Lyov Myshkin. The Idiot. The master. It was a clever alias, perhaps, or a twist of fate which named my chess mentor after Dostoyevsky’s “fool.” Homeless by choice, he rode his bike up and down the parkway, spending nights in parks and under bridges, wherever he could find freedom and his next fix. No bills to pay, no women to interfere, he passed his days in strategy. The game was his only source of joy, other than sauerkraut and the occasional gyro. He passed out of sight after the last big snow. Perhaps he is already gone. Or maybe he’s in Vegas, reveling in his latest tournament victory. I will keep playing, either way, compelled if not yet addicted by moments of pure mind, of my best move against yours, uninterrupted by luck or chance or fate. Did he know what moved him? And how will he be transformed when he reaches the other side?
I love my family. I have always been aware that my family is a little bit weird. I am, too. But the older I am, the more openly weird my family becomes. And so it was that we all spent Christmas Eve and Christmas day at the indoor water park at our hotel, going down the slides, singing karaoke, and watching old Michael Jackson music videos.
The warm water rushed us down, giving birth to us a few dozen times. Our voices frayed after hours on end singing songs to which only my father knew the words, laughing ourselves silly. Our eyes blurred before the slow metamorphosis of the King of Pop, who managed to dance his way out of every imaginable crisis: The thugs attack? Dance! Your peers question your badness? Dance! The pharaoh tries to kill you for your past fling with his wife? Dance!
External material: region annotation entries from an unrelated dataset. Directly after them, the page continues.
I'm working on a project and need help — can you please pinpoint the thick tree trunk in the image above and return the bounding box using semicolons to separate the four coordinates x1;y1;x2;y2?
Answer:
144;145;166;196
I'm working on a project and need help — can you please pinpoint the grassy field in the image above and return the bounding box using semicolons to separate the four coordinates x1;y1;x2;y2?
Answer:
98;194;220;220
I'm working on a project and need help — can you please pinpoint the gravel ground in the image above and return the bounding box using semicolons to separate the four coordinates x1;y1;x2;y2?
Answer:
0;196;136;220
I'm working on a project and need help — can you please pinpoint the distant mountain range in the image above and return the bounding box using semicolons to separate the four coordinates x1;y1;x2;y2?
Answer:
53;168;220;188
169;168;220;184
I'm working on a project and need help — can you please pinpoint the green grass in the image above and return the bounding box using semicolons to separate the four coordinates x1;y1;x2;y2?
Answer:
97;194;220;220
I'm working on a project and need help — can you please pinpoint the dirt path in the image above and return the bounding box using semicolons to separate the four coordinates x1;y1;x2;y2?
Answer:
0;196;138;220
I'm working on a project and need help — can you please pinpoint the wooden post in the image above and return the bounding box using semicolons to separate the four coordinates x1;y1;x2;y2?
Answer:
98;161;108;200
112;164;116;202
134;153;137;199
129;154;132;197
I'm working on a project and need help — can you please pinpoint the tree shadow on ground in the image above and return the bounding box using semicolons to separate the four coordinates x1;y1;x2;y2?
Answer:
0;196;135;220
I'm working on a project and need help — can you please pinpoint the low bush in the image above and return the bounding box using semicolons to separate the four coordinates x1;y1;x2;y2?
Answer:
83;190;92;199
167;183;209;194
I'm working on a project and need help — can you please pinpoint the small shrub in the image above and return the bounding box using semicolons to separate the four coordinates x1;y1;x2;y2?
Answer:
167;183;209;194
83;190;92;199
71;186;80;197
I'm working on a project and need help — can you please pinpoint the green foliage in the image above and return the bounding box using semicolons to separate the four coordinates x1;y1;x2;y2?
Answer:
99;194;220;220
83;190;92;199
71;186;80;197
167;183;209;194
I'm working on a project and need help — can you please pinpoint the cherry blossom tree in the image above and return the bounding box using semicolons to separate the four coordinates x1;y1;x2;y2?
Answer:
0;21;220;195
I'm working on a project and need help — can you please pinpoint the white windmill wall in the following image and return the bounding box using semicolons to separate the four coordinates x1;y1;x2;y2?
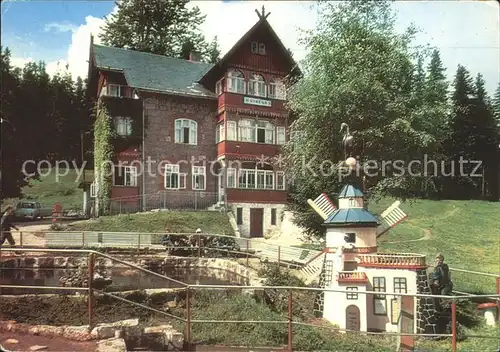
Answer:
362;268;418;333
326;227;377;248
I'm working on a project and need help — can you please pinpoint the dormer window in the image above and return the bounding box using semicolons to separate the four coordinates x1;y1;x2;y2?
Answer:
259;43;266;55
269;78;286;100
252;42;259;54
251;41;266;55
227;70;245;94
248;74;267;97
106;83;125;97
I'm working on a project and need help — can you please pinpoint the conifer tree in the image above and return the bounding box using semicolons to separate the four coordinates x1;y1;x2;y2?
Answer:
100;0;219;61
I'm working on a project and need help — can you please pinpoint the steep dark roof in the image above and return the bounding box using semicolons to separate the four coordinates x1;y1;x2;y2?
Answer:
199;16;301;84
92;44;216;98
323;208;379;227
338;185;363;198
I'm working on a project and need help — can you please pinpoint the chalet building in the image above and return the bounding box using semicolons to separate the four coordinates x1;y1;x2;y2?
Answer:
88;8;300;237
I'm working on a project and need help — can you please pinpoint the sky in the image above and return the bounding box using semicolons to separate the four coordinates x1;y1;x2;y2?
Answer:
1;0;500;95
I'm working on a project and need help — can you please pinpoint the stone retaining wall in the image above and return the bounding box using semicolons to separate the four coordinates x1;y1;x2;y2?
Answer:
0;256;262;286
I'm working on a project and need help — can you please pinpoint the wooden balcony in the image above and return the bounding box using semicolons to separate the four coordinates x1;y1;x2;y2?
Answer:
358;253;427;269
337;271;368;283
217;141;281;159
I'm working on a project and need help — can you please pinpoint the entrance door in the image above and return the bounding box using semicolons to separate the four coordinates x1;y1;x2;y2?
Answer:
345;304;361;331
250;208;264;237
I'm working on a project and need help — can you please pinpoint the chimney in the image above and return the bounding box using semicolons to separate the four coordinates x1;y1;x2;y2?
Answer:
189;51;201;62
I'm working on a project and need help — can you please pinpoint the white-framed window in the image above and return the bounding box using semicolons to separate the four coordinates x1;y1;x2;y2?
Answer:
238;169;257;188
257;170;274;189
256;121;274;144
115;116;132;136
192;166;207;191
227;70;246;94
215;79;222;95
227;168;236;188
165;164;186;189
394;277;408;293
175;119;198;145
113;165;137;187
90;181;97;198
106;83;125;97
276;126;286;145
276;171;285;191
373;277;387;315
251;42;259;54
259;43;266;55
215;122;225;143
248;73;267;97
268;78;286;100
226;121;237;141
238;119;255;142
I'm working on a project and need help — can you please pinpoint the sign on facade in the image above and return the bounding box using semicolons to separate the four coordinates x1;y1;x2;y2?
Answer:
345;305;361;331
243;97;272;107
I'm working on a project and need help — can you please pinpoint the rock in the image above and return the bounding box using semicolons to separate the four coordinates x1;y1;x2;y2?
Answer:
96;338;127;352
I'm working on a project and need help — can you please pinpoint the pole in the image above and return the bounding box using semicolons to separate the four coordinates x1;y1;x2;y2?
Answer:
496;276;500;324
186;287;191;349
288;290;293;352
451;300;457;352
88;253;94;330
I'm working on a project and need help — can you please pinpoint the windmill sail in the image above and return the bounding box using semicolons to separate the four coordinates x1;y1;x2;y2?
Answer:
377;201;408;237
307;193;337;220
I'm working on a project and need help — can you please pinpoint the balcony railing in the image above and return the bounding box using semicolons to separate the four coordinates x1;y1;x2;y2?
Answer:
358;253;426;267
337;271;368;282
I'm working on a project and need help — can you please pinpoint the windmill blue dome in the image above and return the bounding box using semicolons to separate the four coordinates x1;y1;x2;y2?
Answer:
338;185;363;199
323;208;380;227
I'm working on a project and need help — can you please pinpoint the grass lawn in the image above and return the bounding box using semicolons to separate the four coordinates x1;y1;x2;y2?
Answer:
2;169;92;209
376;200;500;293
69;211;234;235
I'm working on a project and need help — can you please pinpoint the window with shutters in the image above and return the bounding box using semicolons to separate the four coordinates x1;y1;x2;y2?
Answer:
227;70;246;94
175;119;198;145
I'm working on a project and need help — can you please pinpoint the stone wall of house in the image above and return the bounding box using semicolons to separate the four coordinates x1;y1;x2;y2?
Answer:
144;94;217;208
416;269;437;334
230;203;285;238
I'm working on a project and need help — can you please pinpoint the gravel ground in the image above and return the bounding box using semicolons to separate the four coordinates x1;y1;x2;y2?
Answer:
0;332;97;352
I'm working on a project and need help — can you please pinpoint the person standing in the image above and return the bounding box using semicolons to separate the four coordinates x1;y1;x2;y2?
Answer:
0;206;19;247
432;253;453;309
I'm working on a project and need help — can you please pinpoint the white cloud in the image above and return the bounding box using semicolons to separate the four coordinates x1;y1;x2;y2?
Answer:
8;1;500;95
43;22;78;32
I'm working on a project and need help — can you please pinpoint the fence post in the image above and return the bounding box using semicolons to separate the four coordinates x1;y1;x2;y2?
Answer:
496;276;500;324
87;253;94;330
245;238;250;268
451;300;457;352
197;232;201;259
288;290;293;352
137;233;141;255
278;246;281;273
186;286;191;349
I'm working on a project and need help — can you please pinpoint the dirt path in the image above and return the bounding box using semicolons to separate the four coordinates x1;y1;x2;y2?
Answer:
12;223;50;247
0;332;97;352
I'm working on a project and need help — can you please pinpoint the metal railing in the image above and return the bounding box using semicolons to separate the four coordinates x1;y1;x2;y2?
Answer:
0;248;500;352
5;231;321;268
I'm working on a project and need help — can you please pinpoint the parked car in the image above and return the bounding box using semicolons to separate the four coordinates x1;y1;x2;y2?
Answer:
14;201;52;220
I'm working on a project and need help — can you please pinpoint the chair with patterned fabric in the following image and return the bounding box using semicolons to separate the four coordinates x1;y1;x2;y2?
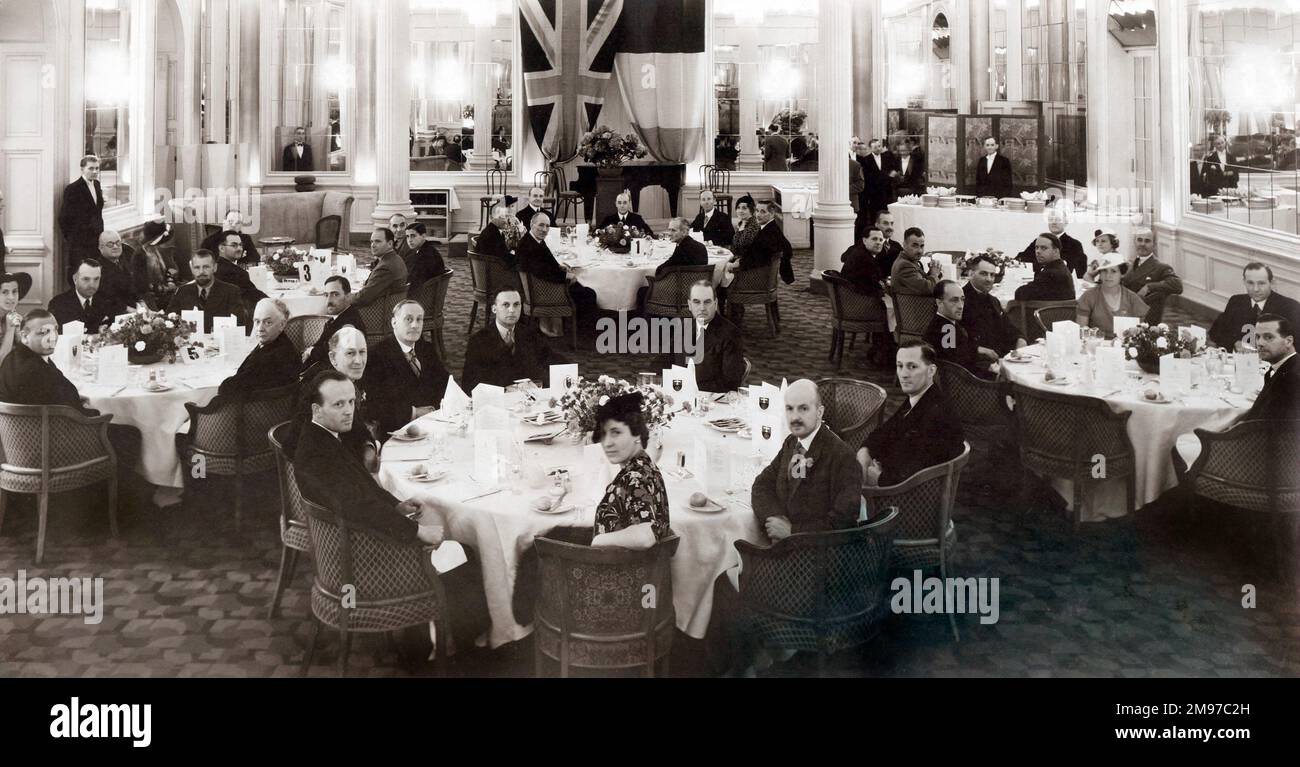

And so it was that we, too, used music to resolve each crisis. Grandma and Uncle Bob have subjected the love of my life to three hours of family history and show no sign of stopping? Let’s sing! Grandpa has lost his ability of speech and sits staring blankly at the nursing home ceiling? Let’s sing! Sing of the newborn King, of healing, of hope! More than the presents, more than the laughter, and the reason for them both: Christ is born!